Planning Your Estate

I have been designing an estate planning program for presentation to the members of a local church. As always the problem is to make it simpler. I think I could present it if I excise 90% of the material. The question of course, is which 90%.

It’s hard.

There seems to be two parts.

  1. The estate distribution plan which most people get readily enough, and
  2. The estate accumulation part which seems easy enough too.

The joining is where the subtlety appears.

Mistakes made in the accumulation part can easily make the distribution part difficult, more costly, and more time consuming.

So it matters and controlling losses is a place to begin.
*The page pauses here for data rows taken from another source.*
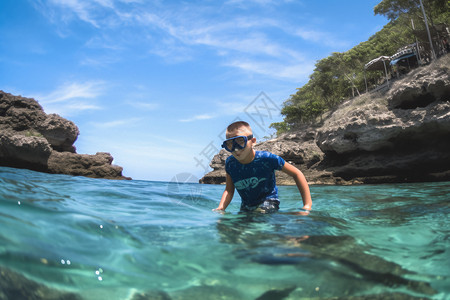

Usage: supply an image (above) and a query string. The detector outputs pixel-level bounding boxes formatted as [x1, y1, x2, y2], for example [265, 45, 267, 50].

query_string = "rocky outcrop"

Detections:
[0, 91, 128, 179]
[200, 55, 450, 184]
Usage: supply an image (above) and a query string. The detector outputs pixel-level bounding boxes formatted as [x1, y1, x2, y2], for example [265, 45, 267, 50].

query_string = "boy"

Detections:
[215, 121, 312, 212]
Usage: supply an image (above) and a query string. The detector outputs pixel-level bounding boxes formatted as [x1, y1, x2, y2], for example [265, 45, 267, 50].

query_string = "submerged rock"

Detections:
[0, 267, 82, 300]
[0, 91, 129, 179]
[200, 55, 450, 184]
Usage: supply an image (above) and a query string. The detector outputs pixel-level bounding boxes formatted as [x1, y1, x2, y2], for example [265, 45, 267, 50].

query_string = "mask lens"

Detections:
[225, 140, 234, 151]
[234, 137, 245, 149]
There are two kinds of costs

  1. The estate costs include many things like a funeral, legal, probate, valuation fees, executor fees, and income taxes. There are other less visible costs and demands on estate assets. Things like negotiated discounts, paying off debts that previously rolled over, providing security for guarantees, and bequests to charity or others.
  2. The cost to have the assets appear in the estate at all. Some ways are more efficient than others. Life insurance can add liquidity and size cheaper than other ways. Liquidity matters when you see the volume of cash the executor will need to do their job. The client will learn about good money, money with minimal tax and other costs, and bad money like an RRSP which is fully taxable.

The essential detail

Everything Mom and Dad own will end up being spent during life, left to heirs, or lost to taxes and other costs. Emphasis will be placed on mimizing costs, the cost of acquisition including opportunity cost, and the cost to have assets in the right form for transfer.
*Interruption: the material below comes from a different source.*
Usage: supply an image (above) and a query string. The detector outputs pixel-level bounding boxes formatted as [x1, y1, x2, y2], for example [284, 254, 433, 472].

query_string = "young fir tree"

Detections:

Whatever is lost can neither be spent nor left to others.

A good estate plan addresses problems in advance

It provides:

  • An equitable division of property
  • Minimization of costs and taxes
  • Enough iquid assets to meet unavoidable obligations
  • Completion of a plan of business ownership and management succession, and
  • Optimal income and security for the living

Most estate problems have solutions, but you need to start early to benefit.
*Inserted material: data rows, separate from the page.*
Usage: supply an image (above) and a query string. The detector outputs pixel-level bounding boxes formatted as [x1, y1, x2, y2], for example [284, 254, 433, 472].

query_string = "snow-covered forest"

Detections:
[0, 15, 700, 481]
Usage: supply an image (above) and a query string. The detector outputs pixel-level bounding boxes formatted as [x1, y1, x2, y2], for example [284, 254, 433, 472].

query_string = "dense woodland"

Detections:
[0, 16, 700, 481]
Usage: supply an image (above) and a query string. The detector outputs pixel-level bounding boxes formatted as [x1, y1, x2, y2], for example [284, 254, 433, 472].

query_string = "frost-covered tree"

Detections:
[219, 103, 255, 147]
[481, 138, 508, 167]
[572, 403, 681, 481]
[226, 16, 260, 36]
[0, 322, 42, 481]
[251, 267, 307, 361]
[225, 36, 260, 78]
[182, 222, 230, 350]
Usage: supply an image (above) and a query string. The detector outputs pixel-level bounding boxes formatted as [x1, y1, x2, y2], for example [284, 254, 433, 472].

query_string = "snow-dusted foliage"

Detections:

I help business owners, and professionals understand and manage risk and other financial issues. To help them achieve their goals, I use tax efficiencies and design advantages to acquire more efficient income and larger, more liquid estates.

Please be in touch if I can help you. don@moneyfyi.com 705-927-4770

3 Comments on “Planning Your Estate

  1. In 2013-14 being a young diplomat and starting a new family one thing we always thought about was getting our own house. As Continued working my new post assignment I would rely on my smartphone and apps to make work easier from note apps, scanners, photo shop, etc… I came across a new flashy red app on Apple store that specialised on estates around the US but was fairly new it didn’t have much in the listing but a handy search engine that would locate and register properties you find interest in buying. I immediately started promoting the app in social media and it began to build its listing quite rapidly as we extended its market over Facebook, google and Twitter initially. Fastforward, the app is now a giant network of realtors that cover all US States called Redfin. Working and residing in the Philippines, what u thing is the best approach in claiming my rightful stakes in the company? Would be grateful if I can assist me on how to properly proceed in securing some properties?

    • An interesting question. Any response to this is based on factors other than finance. I have two thoughts. One legal, one personal.
      1) I doubt RedFin will see the world the way you do. Their success is reasonably based on hundreds of factors. Promotion is but one of them. They will argue your contribution is one of many doing the same thing, perhaps not as well. It is possible they would respond to you, but I doubt they will. Failing their involvement you have no positive approach legally.
      2) Look on the other side of this. You have learned quite a lot about recognizing a business with future potential. That is the hardest part of investing. When you are young it is a reasonable move because you will often be wrong but have time to recover. As you grow older, you tend to move towards proven businesses. Further you have learned how to communicate an idea. Again a useful skill. Thirdly, I expect you have received some personal satisfaction form the effort. Some people you have interacted with no doubt had good experiences and can credit you to some extent. Focus on what you have that you can use in the future.

      All in I think you life will move ahead with less stress and regret if you look to the positives and recognize that while RedFin may owe you something, there is no practical way to enforce that condition.
      Perhaps a letter to the CEO is worth while. You might get a response, but I would not count on it.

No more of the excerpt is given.